Die Bundesarbeitsministerin erkennt die Sorgen der Bürger an. „Trotzdem haben die Leute das Gefühl, bei ihnen kommt nichts an“, so Bas. Sie fordert eine klare Fokussierung auf spürbare finanzielle Entlastungen. „Richtig im Portemonnaie zu entlasten, darauf müssen wir uns jetzt konzentrieren.“ Zusätzliche Hilfen seien nötig, und zwar „bald“.
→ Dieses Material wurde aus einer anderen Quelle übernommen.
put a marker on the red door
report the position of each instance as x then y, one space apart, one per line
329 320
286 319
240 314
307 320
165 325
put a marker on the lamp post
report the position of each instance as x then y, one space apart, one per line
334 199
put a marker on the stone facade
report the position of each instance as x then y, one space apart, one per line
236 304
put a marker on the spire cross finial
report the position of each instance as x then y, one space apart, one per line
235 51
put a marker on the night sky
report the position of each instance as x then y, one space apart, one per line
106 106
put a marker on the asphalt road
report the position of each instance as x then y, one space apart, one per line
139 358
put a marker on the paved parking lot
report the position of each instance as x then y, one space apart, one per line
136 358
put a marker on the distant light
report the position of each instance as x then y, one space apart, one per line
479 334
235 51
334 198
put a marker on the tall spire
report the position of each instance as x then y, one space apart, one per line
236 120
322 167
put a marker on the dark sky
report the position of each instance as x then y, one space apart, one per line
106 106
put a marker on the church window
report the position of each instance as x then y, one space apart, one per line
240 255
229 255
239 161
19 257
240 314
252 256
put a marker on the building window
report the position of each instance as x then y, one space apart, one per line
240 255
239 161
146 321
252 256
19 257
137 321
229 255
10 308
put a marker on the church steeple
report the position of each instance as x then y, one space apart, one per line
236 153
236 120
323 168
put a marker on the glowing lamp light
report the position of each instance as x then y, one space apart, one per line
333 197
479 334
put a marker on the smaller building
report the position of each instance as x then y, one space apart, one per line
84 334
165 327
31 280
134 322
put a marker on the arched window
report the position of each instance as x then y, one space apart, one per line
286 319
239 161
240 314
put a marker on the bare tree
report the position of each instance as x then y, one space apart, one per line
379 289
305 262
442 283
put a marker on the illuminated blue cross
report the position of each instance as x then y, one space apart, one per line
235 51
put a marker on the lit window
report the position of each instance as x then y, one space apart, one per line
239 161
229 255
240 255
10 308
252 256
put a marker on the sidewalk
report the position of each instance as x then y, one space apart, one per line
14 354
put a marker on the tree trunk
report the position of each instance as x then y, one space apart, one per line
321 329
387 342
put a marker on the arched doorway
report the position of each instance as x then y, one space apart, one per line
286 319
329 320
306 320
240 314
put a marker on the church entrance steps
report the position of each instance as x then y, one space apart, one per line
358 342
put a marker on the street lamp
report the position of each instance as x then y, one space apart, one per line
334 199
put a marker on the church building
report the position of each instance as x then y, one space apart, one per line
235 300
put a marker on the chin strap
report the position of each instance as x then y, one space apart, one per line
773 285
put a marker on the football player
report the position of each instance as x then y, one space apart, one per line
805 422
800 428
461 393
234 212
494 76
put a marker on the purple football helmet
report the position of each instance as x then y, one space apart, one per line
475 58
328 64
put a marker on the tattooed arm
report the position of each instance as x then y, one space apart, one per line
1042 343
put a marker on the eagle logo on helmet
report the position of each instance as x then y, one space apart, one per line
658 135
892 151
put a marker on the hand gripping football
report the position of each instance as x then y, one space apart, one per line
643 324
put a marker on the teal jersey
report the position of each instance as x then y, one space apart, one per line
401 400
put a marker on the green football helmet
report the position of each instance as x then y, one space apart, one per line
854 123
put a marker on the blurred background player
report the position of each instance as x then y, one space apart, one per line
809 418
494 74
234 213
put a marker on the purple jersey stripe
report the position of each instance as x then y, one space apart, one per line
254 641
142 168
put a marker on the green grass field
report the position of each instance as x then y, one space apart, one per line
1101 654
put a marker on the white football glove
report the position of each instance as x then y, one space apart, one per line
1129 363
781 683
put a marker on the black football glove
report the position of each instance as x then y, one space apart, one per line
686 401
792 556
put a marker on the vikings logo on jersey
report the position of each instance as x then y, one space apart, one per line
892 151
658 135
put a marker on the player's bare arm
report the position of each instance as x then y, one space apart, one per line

Bürger fühlen sich belastet
Bas machte die angespannte finanzielle Situation vieler Menschen deutlich. „Die Leute sind schon sehr belastet, die sind sehr wütend, sie haben weniger Geld im Portemonnaie. Die Mieten steigen, die Lebensmittelkosten, der Spritpreis. Es kommt viel zusammen.“ Ihr sei es wichtig, dass die Unterstützung gezielt diejenigen erreiche, die sie am dringendsten bräuchten. „Daran muss jetzt wirklich hart gearbeitet werden“, betonte die SPD-Vorsitzende.